Saturday, September 24, 2005

You have to laugh.

Or at least,I think you do.
Yesterday, I was due to bury the ashes of a gentleman whose funeral I conducted a few weeks ago. I’ve been seeing a fair bit of his widow, a member of the congregation whose slightly demented demeanour belies huge stocks of wisdom and thoughtfulness. BUT she is deafer than the proverbial post. This matters not a jot when we are bellowing about our eternal destinies in the privacy of her home, but as we waited for her husband’s ashes in the churchyard, things felt rather different. At one point the exchange went something like this (all at the tops of our voices)
Widow “I don’t know why some people make such a fuss about where their bodies end up. It’s only packaging after all”
K “Yes, but it’s been precious, much-loved packaging. Sometimes it’s hard for people to see beyond it”
Widow “All the same, I think it’s very selfish. Grief is very selfish, isn’t
it Kathryn? Don’t you think so?”
K (trying to work out correct pastoral response, when surrounded by other members of the family who are visibly grieving…but knowing full well that any reasoned discussion about us all having different ways to handle such things would sound utterly ludicrous when offered fortissimo)
“Ummm………oh look, there’s the funeral director. Shall we get on with the service…”
The whole situation was compounded by the hammering of workmen on the church roof, (so normal conversation was tricky even for the sharpest ears)…and by the fact that a 2 year old great granddaughter was attempting a “Full Monty” performance on a low set table tomb throughout. Her mother remained impassive until the nappy, and our verger was nearly ill with suppressed laughter. Good to know that we made someone happy!

3 comments:

mibi52/ The Rev. Dr. Mary Brennan Thorpe said...

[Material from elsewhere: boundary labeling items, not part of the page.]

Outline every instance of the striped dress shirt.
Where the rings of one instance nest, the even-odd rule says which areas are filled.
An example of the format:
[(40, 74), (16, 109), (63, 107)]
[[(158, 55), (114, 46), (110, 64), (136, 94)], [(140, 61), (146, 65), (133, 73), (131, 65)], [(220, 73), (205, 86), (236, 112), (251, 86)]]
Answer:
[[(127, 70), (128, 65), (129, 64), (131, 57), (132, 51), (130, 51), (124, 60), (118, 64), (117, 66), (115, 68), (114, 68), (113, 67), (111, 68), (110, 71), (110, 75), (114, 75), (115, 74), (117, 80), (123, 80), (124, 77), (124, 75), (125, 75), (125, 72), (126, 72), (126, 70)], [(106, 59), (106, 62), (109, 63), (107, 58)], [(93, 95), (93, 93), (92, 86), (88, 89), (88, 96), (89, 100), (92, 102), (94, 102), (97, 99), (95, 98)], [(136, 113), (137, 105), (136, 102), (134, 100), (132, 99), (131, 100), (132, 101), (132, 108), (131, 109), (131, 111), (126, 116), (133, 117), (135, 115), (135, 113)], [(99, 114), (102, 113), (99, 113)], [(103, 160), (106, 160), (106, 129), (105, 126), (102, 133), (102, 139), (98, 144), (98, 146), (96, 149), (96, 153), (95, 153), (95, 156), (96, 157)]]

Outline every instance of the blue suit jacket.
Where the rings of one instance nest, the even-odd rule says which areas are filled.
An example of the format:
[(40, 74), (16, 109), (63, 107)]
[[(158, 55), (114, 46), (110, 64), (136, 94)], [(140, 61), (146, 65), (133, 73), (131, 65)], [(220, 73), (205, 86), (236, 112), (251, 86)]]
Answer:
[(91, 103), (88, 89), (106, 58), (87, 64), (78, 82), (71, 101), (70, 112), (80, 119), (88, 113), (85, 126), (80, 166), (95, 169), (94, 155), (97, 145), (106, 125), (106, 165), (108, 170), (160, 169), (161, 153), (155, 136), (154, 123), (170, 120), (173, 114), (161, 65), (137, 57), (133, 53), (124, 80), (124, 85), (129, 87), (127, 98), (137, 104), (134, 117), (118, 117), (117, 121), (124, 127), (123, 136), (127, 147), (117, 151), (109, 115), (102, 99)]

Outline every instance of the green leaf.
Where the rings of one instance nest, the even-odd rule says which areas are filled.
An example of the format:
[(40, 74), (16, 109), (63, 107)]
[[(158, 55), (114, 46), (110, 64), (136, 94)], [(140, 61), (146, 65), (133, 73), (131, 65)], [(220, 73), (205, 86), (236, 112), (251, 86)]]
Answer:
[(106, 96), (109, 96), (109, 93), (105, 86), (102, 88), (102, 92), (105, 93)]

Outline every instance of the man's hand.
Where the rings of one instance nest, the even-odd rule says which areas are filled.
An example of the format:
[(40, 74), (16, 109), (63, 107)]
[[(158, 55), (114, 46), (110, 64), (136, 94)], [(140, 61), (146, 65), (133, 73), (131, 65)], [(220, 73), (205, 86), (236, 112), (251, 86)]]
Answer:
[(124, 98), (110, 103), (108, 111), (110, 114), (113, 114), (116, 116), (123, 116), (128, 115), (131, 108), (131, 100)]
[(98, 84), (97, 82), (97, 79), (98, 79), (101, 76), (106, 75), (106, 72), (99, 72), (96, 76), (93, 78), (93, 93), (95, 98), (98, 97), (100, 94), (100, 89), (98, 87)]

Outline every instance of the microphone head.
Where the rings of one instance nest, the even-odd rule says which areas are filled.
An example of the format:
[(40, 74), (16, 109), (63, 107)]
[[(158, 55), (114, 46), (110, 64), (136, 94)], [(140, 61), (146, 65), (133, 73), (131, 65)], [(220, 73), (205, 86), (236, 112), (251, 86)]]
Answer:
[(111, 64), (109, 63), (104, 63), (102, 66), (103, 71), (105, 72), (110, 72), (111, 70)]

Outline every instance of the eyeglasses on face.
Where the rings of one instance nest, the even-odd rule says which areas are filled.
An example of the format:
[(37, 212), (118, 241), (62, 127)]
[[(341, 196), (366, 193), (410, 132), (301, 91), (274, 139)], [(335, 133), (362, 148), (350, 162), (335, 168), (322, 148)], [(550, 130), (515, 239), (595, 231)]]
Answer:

Oh, my goodness, thank you for the laughter, Kathryn! You have no idea how much I needed that today!

As Lay Eucharistic Minister, I used to bring the Eucharist to an elderly lady - also very deaf - in a nearby nursing home. Conversations and prayers as well had to be very loud if she was to participate. One Sunday afternoon, one of the nurses' aides spoke to me snarkily as I was leaving her room, "We don't ALL need to hear this, you know." All I could say was "Sorry", but I thought, that if that was her attitude, maybe she DID need to hear it...

Anonymous said...

Just wanted to share with you that I agree with your widow that "grief is selfish,isnt' it."
As a recent widow I can relate so well to this. The loss of someone causes a deep wounding of the heart and spirit that takes time to heal and, just like a "medical" wound does, it causes us to turn inwards to focus on the pain to the exclusion of everything else for a while. Your widow is obviously very a perceptive person and is already moving along on her grief journey. May God bless her in her grief work. :-)

Kathryn said...

Thanks for that Jaybe...and love and prayers to you as you make the same journey.